As broadcasters develop methods to deliver news content to different digital portable devices, the most important element is not the architecture, but trust, said Jon Klein, CNN president in a keynote at NAB. Mr. Klein was slated to speak about “IPTV” and he surprised audiences by instead delivering a speech that outlined several key points journalists should follow to aggressively do their jobs in a digital era.

That starts by imposing better standards on news before it enters the digital pipes, he said.

First, journalists must dig up the facts and report them. The “infotainment” of news has gone too far, he said. There’s “too much ‘tainment and not enough info,” he said. They also need to avoid innuendo and opinion, he said. Fox News Channel has demonstrated that viewers do indeed have an appetite for opinion, but Mr. Klein believes that while bias may appeal to some viewers, most just want the facts.

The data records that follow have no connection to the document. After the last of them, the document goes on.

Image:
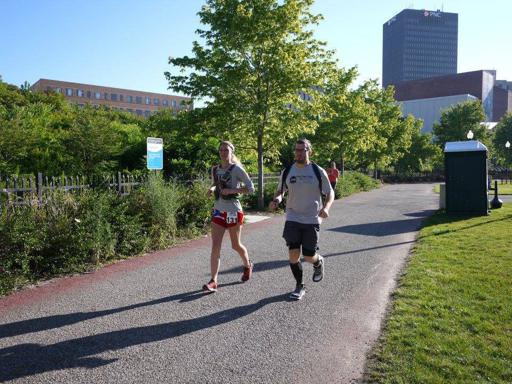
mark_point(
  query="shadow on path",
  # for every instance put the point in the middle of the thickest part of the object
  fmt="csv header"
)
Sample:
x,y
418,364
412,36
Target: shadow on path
x,y
384,228
29,359
57,321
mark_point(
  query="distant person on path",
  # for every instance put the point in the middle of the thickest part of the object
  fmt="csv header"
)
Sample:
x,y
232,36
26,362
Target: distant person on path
x,y
229,181
333,173
305,183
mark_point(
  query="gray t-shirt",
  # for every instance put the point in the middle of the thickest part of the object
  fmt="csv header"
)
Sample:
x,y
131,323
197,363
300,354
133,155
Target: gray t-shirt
x,y
304,200
237,176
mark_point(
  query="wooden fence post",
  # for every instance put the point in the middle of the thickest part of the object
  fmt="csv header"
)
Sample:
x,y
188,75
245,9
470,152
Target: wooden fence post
x,y
119,184
39,188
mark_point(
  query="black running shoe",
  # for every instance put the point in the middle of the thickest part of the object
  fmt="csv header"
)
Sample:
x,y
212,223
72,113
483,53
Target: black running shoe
x,y
299,292
318,271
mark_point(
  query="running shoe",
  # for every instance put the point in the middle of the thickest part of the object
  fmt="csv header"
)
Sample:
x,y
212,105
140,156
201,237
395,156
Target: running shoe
x,y
210,287
318,270
247,272
299,292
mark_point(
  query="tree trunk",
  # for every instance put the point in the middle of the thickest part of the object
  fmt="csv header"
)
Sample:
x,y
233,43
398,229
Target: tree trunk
x,y
261,200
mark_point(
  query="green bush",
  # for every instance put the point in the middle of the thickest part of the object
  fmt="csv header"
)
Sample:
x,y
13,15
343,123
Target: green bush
x,y
159,202
194,212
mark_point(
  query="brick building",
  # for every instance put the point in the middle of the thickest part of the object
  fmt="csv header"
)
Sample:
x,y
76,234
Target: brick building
x,y
137,102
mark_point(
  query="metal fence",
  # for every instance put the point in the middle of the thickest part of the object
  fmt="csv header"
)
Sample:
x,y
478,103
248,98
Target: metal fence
x,y
33,189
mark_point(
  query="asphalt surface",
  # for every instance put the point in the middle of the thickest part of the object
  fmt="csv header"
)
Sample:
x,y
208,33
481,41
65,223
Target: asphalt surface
x,y
145,320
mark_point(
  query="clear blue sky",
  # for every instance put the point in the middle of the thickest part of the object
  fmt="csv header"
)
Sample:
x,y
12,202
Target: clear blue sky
x,y
126,43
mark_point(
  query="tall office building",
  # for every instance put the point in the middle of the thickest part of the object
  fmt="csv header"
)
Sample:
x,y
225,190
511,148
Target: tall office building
x,y
419,44
137,102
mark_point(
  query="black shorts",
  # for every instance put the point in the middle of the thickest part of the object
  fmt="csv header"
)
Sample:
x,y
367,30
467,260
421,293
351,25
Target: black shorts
x,y
305,235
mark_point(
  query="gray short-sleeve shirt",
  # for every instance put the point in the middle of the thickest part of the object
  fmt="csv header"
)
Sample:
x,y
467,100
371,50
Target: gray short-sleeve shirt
x,y
238,177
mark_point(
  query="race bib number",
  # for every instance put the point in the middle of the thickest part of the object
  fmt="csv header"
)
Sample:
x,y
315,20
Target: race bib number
x,y
232,217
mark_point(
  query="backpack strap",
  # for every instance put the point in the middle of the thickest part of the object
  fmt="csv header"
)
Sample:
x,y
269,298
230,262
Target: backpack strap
x,y
286,171
316,169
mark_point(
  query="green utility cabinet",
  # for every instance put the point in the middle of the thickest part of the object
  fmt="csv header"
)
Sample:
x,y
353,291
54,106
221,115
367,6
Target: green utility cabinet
x,y
465,165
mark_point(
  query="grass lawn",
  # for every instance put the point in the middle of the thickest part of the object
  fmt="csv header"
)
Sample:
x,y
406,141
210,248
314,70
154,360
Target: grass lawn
x,y
503,189
451,316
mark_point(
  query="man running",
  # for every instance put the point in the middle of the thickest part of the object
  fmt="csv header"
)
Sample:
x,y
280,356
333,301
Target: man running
x,y
305,183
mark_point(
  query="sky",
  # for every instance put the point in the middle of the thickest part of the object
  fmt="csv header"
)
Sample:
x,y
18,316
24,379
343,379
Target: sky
x,y
127,43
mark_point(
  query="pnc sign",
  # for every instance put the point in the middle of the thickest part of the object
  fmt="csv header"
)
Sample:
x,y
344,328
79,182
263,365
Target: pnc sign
x,y
155,153
431,14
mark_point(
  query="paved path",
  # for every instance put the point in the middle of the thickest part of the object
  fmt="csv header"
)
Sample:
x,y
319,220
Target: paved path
x,y
145,321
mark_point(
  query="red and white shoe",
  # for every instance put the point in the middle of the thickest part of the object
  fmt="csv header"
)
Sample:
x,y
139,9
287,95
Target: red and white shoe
x,y
210,287
247,272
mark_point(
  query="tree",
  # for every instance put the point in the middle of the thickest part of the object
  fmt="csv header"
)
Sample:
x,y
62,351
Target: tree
x,y
349,129
261,71
503,133
421,156
393,132
457,121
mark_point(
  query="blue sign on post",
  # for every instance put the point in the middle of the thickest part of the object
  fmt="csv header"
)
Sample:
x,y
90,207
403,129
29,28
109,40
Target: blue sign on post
x,y
155,153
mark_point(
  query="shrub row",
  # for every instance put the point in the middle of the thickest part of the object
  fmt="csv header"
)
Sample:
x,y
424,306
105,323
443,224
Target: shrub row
x,y
71,232
74,232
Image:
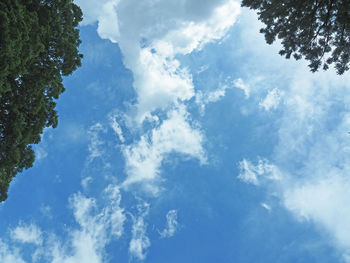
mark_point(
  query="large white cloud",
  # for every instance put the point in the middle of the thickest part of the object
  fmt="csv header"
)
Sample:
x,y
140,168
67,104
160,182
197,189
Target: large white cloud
x,y
312,152
144,158
86,243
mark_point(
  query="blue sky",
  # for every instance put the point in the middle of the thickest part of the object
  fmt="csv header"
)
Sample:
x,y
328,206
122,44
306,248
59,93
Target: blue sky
x,y
184,137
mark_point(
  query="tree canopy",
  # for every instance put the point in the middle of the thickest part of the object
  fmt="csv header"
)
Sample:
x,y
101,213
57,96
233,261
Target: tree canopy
x,y
38,45
318,30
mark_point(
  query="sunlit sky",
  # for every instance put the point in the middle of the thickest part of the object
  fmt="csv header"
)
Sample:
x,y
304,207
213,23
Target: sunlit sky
x,y
184,137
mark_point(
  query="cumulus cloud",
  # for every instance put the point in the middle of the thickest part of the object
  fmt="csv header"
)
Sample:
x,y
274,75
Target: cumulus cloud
x,y
240,84
139,242
272,100
175,134
27,234
9,255
115,126
95,146
150,35
172,224
250,173
312,148
204,98
96,228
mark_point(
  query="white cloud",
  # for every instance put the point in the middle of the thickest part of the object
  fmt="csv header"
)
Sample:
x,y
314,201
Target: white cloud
x,y
8,255
266,206
27,234
143,159
139,241
204,98
95,145
253,174
116,127
272,100
313,143
172,224
85,182
46,211
97,227
151,34
240,84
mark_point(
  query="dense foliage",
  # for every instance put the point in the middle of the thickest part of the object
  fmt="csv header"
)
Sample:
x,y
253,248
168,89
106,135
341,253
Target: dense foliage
x,y
318,30
38,44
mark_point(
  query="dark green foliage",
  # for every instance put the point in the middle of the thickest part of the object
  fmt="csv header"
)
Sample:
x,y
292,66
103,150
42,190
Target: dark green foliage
x,y
38,44
318,30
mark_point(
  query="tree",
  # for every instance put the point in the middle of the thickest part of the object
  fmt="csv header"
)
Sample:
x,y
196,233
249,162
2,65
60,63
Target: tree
x,y
38,45
318,30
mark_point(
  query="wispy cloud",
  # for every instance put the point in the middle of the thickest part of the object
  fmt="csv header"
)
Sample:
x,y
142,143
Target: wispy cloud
x,y
172,224
272,100
144,159
27,234
253,174
313,148
96,228
139,242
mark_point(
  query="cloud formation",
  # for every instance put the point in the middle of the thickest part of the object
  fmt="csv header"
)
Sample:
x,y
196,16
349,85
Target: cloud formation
x,y
172,224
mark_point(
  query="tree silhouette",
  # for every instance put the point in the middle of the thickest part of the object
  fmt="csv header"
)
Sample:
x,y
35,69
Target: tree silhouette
x,y
318,30
38,45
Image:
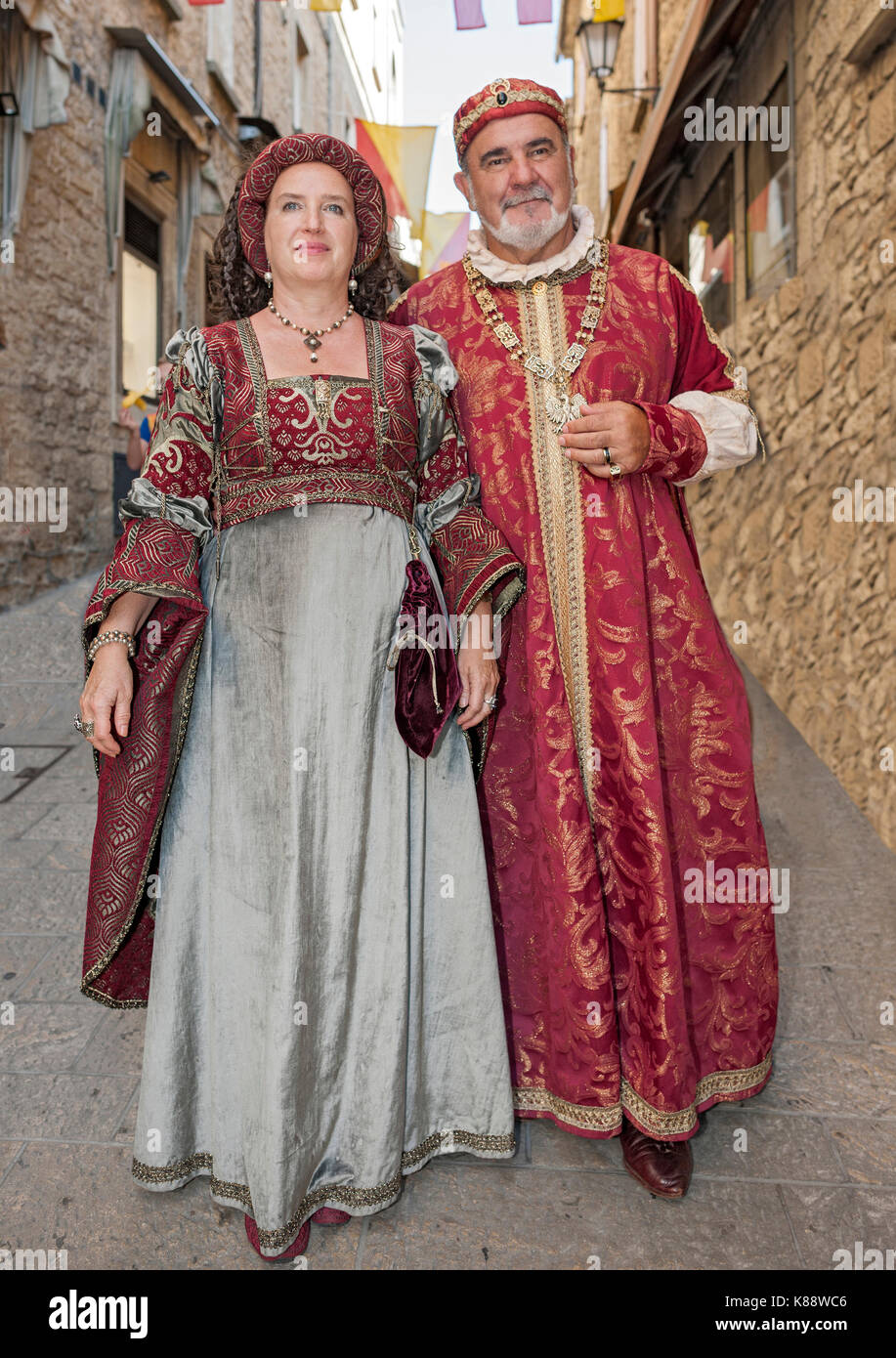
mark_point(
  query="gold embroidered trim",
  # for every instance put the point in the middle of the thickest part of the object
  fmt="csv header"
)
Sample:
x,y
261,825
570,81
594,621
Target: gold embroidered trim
x,y
560,501
720,1085
491,102
342,1195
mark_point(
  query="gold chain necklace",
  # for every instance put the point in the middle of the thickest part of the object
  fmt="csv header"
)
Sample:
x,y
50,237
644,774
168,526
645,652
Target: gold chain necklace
x,y
557,403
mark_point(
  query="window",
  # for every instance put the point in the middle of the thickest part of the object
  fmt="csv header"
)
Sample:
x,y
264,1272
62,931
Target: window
x,y
711,250
299,72
770,167
220,38
140,298
640,62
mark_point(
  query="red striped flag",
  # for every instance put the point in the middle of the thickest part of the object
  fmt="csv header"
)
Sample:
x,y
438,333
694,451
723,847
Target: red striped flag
x,y
469,14
533,11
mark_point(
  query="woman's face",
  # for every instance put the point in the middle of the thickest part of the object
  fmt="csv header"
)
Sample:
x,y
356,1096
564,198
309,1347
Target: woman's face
x,y
310,229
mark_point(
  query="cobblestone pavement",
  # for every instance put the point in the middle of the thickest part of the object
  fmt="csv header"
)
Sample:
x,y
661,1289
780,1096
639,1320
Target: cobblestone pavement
x,y
819,1172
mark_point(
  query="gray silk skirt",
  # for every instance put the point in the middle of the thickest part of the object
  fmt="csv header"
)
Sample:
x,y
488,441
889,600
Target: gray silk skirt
x,y
324,1010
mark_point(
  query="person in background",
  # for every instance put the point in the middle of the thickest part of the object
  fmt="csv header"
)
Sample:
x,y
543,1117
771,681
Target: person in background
x,y
139,422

Since Mr. Klein joined CNN in December, the network has grown its share of prime-time cable news viewing among adults 25 to 54. In December CNN’s share of that audience was 19 percent and rose to 29 percent in March, while Fox News Channel’s share dropped from 58 percent to 45 percent, according to Nielsen numbers provided by CNN. “We’ve cut their lead in half,” he said. That’s come from refreshing stories more regularly and covering a wider swath of topics, he explained.

Journalists also need to make sure they cover what matters. Viewers want the latest news, he said, not a rehash on the Michael Jackson trial each day. The press should also police themselves and establish clear standards and ethics. To that end, he suggested the White House Press Corp cancel its gala dinner next week and use that money to develop standards. “When a fake reporter infiltrates the White House, who suffers the most? The White House? No, the press corps.”

The session was earmarked as a keynote leading into a panel about IPTV, rather than a session on trust and credibility. Mr. Klein connected the dots by explaining that IP is likely to be the means by which news is delivered in 10 years.

He said, “I think it’s pretty clear that digitization creates momentum all its own. It’s such a cleaner, better way to both create and deliver content and it is for sure a much better way to ingest content because of the portability factory. We’ve got to as content creators think about ways that we can grab on to that and manage how our content is perceived and treated out there. … We have to impose standards before it leaves the factory that whatever gets our name on it is the best, most trustworthy content you can have.”